None of these arguments strongly suggest that livestock facilities should or should not be compensated for the regulatory costs imposed through environmental regulation. At bottom, if pollution is a negative externality (and I think there are fine arguments that it is), then it would seem difficult (if not antithetical) to provide compensation. If engaging in more environmentally sound land uses is the provision of a service to the public, then compensation may be justified. And this dichotomy would seem to be true for coal-fired powerplants, livestock facilities, stormwater programs, and nonpoint sources.

Let's run with the negative externality view of environmentally harmful land uses. Why do we pay some people to stop harming us, but not others? I think there is one important practical piece of the puzzle that is often overlooked. That argument goes something like this: regulation as internalization is fine, as far as it goes. Implementation is another matter. And with some sorts of polluting conduct, regulation just won't achieve the environmental benefits that the regulations have in mind, unless accompanied by cost-sharing.
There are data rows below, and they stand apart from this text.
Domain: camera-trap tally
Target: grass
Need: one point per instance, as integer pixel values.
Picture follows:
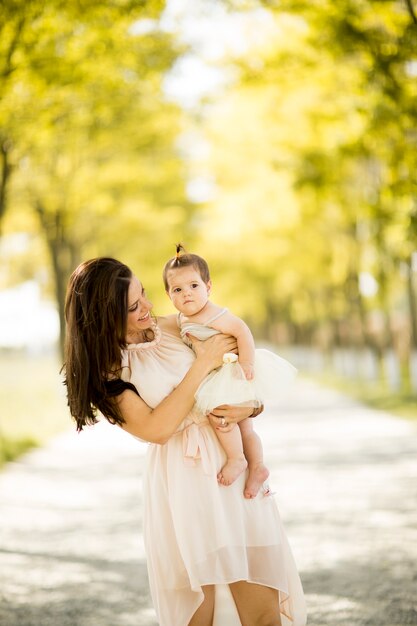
(376, 394)
(32, 403)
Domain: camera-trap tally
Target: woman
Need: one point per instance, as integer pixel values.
(205, 543)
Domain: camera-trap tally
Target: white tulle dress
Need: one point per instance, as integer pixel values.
(196, 531)
(228, 385)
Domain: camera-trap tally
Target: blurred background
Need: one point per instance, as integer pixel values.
(275, 138)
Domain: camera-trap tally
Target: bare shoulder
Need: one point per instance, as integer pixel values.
(228, 323)
(168, 323)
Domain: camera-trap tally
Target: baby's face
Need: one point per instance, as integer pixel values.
(187, 290)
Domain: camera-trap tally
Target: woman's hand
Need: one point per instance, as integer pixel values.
(226, 416)
(212, 350)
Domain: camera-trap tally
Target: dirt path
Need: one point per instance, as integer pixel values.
(71, 549)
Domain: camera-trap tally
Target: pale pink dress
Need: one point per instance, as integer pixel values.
(197, 532)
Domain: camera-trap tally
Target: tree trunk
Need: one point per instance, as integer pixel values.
(6, 170)
(412, 299)
(64, 257)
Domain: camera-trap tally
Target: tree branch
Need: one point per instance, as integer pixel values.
(410, 7)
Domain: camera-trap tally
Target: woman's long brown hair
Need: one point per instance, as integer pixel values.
(96, 308)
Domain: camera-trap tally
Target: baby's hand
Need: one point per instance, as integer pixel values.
(248, 369)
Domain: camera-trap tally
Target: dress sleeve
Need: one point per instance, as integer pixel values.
(117, 386)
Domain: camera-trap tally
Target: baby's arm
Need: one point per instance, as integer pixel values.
(231, 325)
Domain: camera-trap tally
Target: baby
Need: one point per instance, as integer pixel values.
(187, 283)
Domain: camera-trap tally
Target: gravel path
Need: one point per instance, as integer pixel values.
(71, 551)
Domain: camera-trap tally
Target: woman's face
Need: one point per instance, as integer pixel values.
(139, 308)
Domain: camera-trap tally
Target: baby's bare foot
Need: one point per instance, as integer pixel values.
(230, 471)
(257, 476)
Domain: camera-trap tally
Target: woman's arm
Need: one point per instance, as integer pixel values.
(158, 424)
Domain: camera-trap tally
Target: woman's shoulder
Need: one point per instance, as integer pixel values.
(168, 324)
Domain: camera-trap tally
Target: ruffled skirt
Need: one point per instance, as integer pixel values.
(228, 384)
(200, 533)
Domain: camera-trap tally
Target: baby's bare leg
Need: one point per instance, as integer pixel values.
(231, 442)
(252, 446)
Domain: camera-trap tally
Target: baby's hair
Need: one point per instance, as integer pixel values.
(184, 259)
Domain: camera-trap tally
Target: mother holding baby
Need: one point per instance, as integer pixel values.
(214, 557)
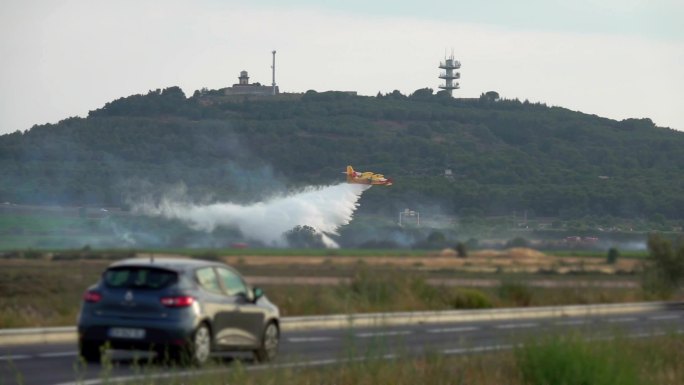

So with the many folks who contribute to stormwater pollution, implementation is feasible only with cost sharing to local governments who are charged with implementation. With production agriculture, the dispersed nature of the industry and the large number of actors to regulate, the matter is somewhat the same: you won't get effective implementation unless you provide funding when it comes to dealing with the widely dispersed (but harmful) land uses. Otherwise noncompliance will be the norm and, given the dispersion, detection will be difficult.

But that is not to say that the article does not make a good point. Its main thesis is that large confined production facilities should not be paid. This resonates in the same sense that the power plant resonates. And the confinement, like the power plant, may not raise the same sort of detection and monitoring difficulties. That is, as animal production becomes more concentrated, enforcement and monitoring become more feasible and, thus, the need for cost-sharing to garner compliance diminishes. If this line of reasoning is correct, then I suppose there should be a size limitation on cost sharing. That is, the smaller producers who are more widely dispersed and harder to regulate should be given a carrot. Not because we think they should be paid to stop their harmful conduct, but rather because it is necessary for implementation. And if we start to look more at nonpoint source pollution, as opposed to the confined livestock sector, maybe that is a justification for cost-sharing for those offenders (if, of course, they are offenders and not unwilling benefit providers).